Boosting UK investment with opt-out savings
If we introduced an additional investment scheme whereby people put 3% of their wages or salary into a passive private investment scheme (but could opt out), it would add to investment and growth.
Participation would be high because defaults work. UK auto-enrolment (AE) shows participation above 85% and over 22m people saving, driven more by defaults than by incentives. A parallel opt-out 3% scheme would be likely to see a similar take-up.
A passive fund would not necessarily add much to UK investment because a global tracker would mostly buy non-UK assets. But a bias toward UK investment could be introduced.
If this sat inside workplace benefits, we would likely want charges to be at or below the 0.75% default charge cap used in auto-enrolment schemes.
This scheme would be additional to pensions, not a rival. It could be deliveredthrough existing AE/DC plans as an auto-escalation step, starting at 1% a year to reach 3% with an opt-out. This avoids cannibalizing pension saving and uses existing payroll and governance.

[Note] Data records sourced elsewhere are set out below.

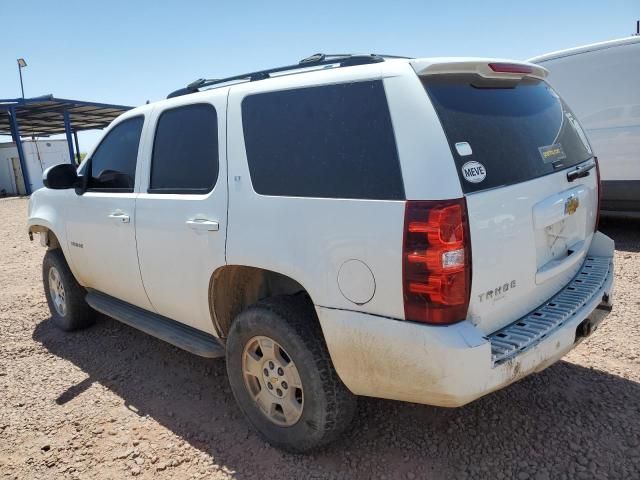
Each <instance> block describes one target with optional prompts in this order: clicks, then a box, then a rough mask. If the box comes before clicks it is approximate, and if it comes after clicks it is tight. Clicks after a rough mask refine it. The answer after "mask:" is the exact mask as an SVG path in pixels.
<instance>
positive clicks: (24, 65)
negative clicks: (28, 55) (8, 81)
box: [18, 58, 27, 98]
mask: <svg viewBox="0 0 640 480" xmlns="http://www.w3.org/2000/svg"><path fill="white" fill-rule="evenodd" d="M26 66H27V62H25V60H24V58H19V59H18V73H19V74H20V90H21V91H22V98H24V85H23V84H22V69H23V68H24V67H26Z"/></svg>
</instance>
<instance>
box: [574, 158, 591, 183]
mask: <svg viewBox="0 0 640 480" xmlns="http://www.w3.org/2000/svg"><path fill="white" fill-rule="evenodd" d="M594 158H595V157H594ZM595 166H596V162H595V160H592V161H591V162H589V163H587V164H583V165H578V166H577V167H576V168H574V169H573V170H569V171H568V172H567V180H568V181H570V182H573V181H574V180H577V179H578V178H583V177H587V176H589V170H591V169H592V168H594V167H595Z"/></svg>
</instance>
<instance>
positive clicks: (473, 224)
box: [418, 63, 598, 333]
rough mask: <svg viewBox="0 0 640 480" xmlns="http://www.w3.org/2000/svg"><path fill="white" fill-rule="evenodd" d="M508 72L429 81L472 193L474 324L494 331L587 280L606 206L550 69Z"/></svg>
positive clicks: (585, 144) (471, 286)
mask: <svg viewBox="0 0 640 480" xmlns="http://www.w3.org/2000/svg"><path fill="white" fill-rule="evenodd" d="M486 65H487V64H486V63H485V64H484V66H485V67H486ZM498 65H505V64H498ZM505 68H506V74H505V75H504V76H501V75H500V72H496V73H495V74H492V75H489V77H490V78H487V76H483V75H481V74H479V73H478V72H477V71H475V72H459V71H458V70H455V69H454V70H455V71H454V73H451V71H446V69H444V70H445V71H444V73H440V72H437V73H435V74H427V75H424V74H423V75H421V80H422V82H423V85H424V87H425V90H426V91H427V94H428V96H429V98H430V99H431V102H432V104H433V106H434V108H435V110H436V112H437V114H438V117H439V119H440V122H441V124H442V127H443V129H444V132H445V134H446V136H447V140H448V142H449V144H450V147H451V152H452V154H453V158H454V161H455V163H456V167H457V171H458V175H459V177H460V184H461V186H462V190H463V192H464V194H465V197H466V203H467V212H468V218H469V230H470V237H471V257H472V282H471V294H470V295H471V296H470V302H469V310H468V318H469V319H470V320H471V321H472V322H473V323H474V324H476V325H477V326H478V327H479V328H480V329H481V330H482V331H483V332H485V333H491V332H494V331H495V330H498V329H500V328H502V327H504V326H505V325H507V324H509V323H512V322H513V321H515V320H517V319H518V318H520V317H522V316H524V315H525V314H527V313H529V312H530V311H531V310H533V309H535V308H537V307H538V306H539V305H540V304H542V303H543V302H544V301H546V300H548V299H549V298H550V297H551V296H553V295H554V294H555V293H557V292H558V291H559V290H560V289H562V288H563V287H564V286H566V284H567V283H568V282H569V280H570V279H571V278H572V277H573V276H575V275H576V274H577V272H578V270H579V269H580V266H581V265H582V263H583V260H584V258H585V256H586V252H587V250H588V248H589V245H590V243H591V239H592V236H593V233H594V229H595V225H596V218H597V208H598V179H597V173H596V170H597V169H596V168H595V167H596V165H595V160H594V159H593V155H592V153H591V149H590V147H589V144H588V141H587V139H586V137H585V135H584V133H583V131H582V129H581V127H580V125H579V124H578V122H577V120H576V118H575V116H574V115H573V113H572V112H571V110H570V109H569V108H568V107H567V105H566V104H565V103H564V102H563V101H562V99H561V98H560V97H559V96H558V95H557V94H556V93H555V92H554V91H553V89H552V88H551V87H550V86H549V85H548V84H547V83H546V82H545V81H544V80H543V79H542V78H541V77H542V76H543V75H544V73H542V74H540V72H541V70H536V71H535V72H534V75H528V74H527V73H526V72H527V70H528V67H526V66H523V69H522V71H520V72H518V71H517V70H518V65H515V66H514V65H512V66H511V67H509V68H507V67H505ZM485 70H487V69H486V68H485ZM514 70H516V72H514ZM542 72H543V71H542ZM418 73H420V72H418ZM529 73H531V72H529ZM536 74H537V75H536Z"/></svg>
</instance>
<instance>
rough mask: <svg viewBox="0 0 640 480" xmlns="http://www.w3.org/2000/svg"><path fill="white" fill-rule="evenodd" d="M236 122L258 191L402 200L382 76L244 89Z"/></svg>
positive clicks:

A fixed cash top-up would be cheaper to give than an NI rate cut. Flat money bonuses, such as £100 per year to those who stick with the extra 3%, are cheaper, more progressive, and empirically more salient than a percentage NI or tax relief. Evidence suggests financial incentives shift saving at the margin, but defaults do most of the heavy lifting, so the incentive should be kept simple and capped
As proposed, such a scheme would be good at boosting saving, but would need intervention to steer money to UK investment. The best route would build on AE, auto-escalate, contributions alongside pensions, and to allow a prudent, value-for-money UK growth element (Mansion House-style). That aligns behaviour with the growth objective, leverages existing governance, and avoids a costly new NI carve-out.
A major advantage of such a scheme is that it would make people less reliant on the state for their needs when they become older. These funds, taking average wages and realistic interest rates, could yield a nest-egg of £750,000 over contributions from the age of 20 to 70.
The problem would be that future predatory Chancellors and an acquisitive Treasury would find some ways to seize some of these sums for themselves, so it would be helpful if some kind of constitutional protection could prevent that.